Это были не произвольные деления, а, как говорил Майк Мучо, изобретатель всей системы, реальные единства жизненных компонентов; не кто иной, как Майк, обнаружил, что жизнь, человеческая жизнь, следует семилетним циклам: подъем, наивысшая точка, упадок и вновь подъем. Роз изображала выбранную жизнь на графике, деля ее на семилетние части. Ранние успехи, провалы, прорывы, проблемы; супружество, победа на поле битвы или за столом переговоров, болезнь, выздоровление; вспышка озарения, или силы, или отчаяния: всё размечено мельчайшим почерком на горах и равнинах этого путешествия длиною в жизнь.
Закончив с этим, она могла начать более субъективную часть работы, требующую решений и выбора, — Роз считала ее творческой и справлялась с ней хорошо: она проверяла, насколько реальная жизнь совпадала или не совпадала с предсказаниями составленного по этой системе графика (или, скорее, с предсказаниями изобретателя) о сущности и течении жизни, о власти семилетних циклов. Покончив с этим и втиснув биографию в заданную схему, Роз изучала все случайности и побочные обстоятельства, чтобы уточнить общие правила системы. За утро она успевала расчленить и вновь собрать четыре или пять жизней. Но не сегодня.
— Закрыто, — сказала она Пирсу. — На целый день.
— Да ну?
— Четвертое июля, — пояснила она, и где-то невдалеке грохнула связка шутих. Дамские пальчики. — Забыла совсем.
— Черт, — ответил он. — Ну, тогда пойдем выпьем кофе. Обернувшись, она взглянула на здание, на реющие флаги, как будто библиотека могла смягчиться и открыть свои двери, а потом снова на Пирса.
— Ладно, — сказала она.

 

— Это долговременный проект, я с ним кое-кому помогаю, — сказала она Пирсу, расположившись в «Дырке от пончика». Ему показалось, что такая формулировка ей не очень-то нравится. — Только вот этот кое-кто, — тут же добавила она, — недавно вроде как потерял интерес.
— Да?
Она разломила пирожок, глядя из окна магазинчика на реку. Она подумала, не появилась ли обида на лице; он ждал, заговорит ли она об этом.
— По-моему, это нечестно, — сказала она.
— Хм.
— Когда проект уже на полном ходу, когда люди на него пашут. Помогают.
— Да.
— Просто потерять интерес. — Она взглянула прямо в глаза Пирсу. — Я знаю, как сделать то, что нужно. Но мне необходимо, чтобы мной немного руководили.
— Конечно, — ответил он. — А этот человек…
— Психотерапевт. Центр «Лесная чаща». — Она жадно глотнула кофе и откинула густые волосы, упавшие на лицо.
— Вот как, — сказал Пирс. Он решил, что знает, чьего имени избегает Роз. — А ты над чем конкретно работаешь?
— Исследование, — ответила она. — Вроде как собираю информацию для статистической модели.
— Исследование чего?..
Она снова глянула в окно, губы странно искривились.
— Нет, ну если не хочешь об этом, — сказал Пирс: он очень хорошо знал, какими трудными бывают исследования; люди, не имеющие отношения к науке, очень бы удивились.
Она задумалась на мгновение, а потом вынула из сумки пачку одинаковых листков миллиметровки, исчерченных ярко-синими чернилами.
— Жизни, — сказала она и начала объяснять.
Жизни, что начинаются с нуля, поднимаются по уверенной дуге учебы и опыта, сталкиваются с трудностями, преодолевают препятствия.
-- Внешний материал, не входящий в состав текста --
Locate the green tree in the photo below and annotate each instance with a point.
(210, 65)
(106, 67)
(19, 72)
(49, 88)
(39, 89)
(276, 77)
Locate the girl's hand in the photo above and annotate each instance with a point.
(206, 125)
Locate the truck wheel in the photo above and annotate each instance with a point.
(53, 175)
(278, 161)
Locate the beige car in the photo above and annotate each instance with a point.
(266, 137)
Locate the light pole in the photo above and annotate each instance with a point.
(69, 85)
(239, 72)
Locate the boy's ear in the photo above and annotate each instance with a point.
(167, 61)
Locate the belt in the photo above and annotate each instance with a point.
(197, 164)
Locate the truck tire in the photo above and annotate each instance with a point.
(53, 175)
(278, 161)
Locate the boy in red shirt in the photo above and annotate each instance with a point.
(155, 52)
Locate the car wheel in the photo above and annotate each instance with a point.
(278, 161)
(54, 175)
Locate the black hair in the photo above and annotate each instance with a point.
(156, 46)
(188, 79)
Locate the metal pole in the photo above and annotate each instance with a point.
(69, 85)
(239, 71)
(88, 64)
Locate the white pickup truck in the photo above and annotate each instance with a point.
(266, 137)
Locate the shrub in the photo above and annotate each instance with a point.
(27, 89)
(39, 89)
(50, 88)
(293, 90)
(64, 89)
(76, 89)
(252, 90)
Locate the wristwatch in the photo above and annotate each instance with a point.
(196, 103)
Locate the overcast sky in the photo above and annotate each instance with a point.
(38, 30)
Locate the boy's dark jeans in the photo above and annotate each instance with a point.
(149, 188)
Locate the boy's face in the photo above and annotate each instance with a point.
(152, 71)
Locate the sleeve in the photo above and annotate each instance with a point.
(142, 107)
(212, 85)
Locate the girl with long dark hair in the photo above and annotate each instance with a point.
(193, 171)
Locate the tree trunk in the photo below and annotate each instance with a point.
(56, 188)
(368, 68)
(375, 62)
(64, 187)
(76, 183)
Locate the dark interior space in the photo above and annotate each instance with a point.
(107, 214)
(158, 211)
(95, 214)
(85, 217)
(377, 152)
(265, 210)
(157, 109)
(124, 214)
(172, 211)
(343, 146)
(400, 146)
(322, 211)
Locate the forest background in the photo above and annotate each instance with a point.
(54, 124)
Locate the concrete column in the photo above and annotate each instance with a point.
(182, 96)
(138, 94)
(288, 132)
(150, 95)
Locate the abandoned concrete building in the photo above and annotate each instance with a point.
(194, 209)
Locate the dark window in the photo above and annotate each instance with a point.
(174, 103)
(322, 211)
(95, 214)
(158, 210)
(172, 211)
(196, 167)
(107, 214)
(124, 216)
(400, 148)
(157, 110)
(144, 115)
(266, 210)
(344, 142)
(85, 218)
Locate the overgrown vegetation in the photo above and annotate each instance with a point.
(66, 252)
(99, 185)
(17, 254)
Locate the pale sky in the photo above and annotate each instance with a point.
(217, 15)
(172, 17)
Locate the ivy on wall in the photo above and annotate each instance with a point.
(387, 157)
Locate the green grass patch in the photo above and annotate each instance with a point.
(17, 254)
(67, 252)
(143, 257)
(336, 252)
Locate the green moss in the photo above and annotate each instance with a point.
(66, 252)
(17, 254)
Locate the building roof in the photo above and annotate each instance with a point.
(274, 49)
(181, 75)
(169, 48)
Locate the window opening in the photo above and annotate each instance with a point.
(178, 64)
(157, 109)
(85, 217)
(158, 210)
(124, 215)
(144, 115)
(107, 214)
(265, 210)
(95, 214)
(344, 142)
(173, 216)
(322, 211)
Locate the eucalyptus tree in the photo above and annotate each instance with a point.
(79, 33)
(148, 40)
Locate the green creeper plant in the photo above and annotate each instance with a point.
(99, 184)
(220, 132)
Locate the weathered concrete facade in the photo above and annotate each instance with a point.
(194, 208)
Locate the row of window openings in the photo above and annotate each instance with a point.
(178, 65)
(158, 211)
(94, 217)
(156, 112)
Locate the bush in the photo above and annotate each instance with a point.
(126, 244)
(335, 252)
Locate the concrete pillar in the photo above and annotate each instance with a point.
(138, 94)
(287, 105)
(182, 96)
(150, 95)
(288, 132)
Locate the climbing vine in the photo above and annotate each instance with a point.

К семи годам дети достигают определенного мастерства; они стоят на плато; понимают, как устроен мир, и знают свое место в нем, нравится им это или нет.
— Затем перелом, — сказала Роз, ее объяснительный карандаш ткнулся в верхнюю точку дуги.
Затем перелом, движение не столько вниз, сколько в сторону (на миллиметровке это не изобразишь), новый опыт угрожает прежнему синтезу. Замешательство и трудности.
— Год Великого Штопора, вот здесь, где кривая пересекает срединную линию, и вниз. Опасное время.
Волна накрывает лодочку; юная жизнь едва барахтается, чтобы удержаться на плаву. И вот уже надир. Карандаш постучал по нижней точке завитка.
— И начинаешь все заново, — сказала Роз. — Сначала медленно. Понимаешь, что опустился на дно.
— И больше двигаться некуда, только вверх.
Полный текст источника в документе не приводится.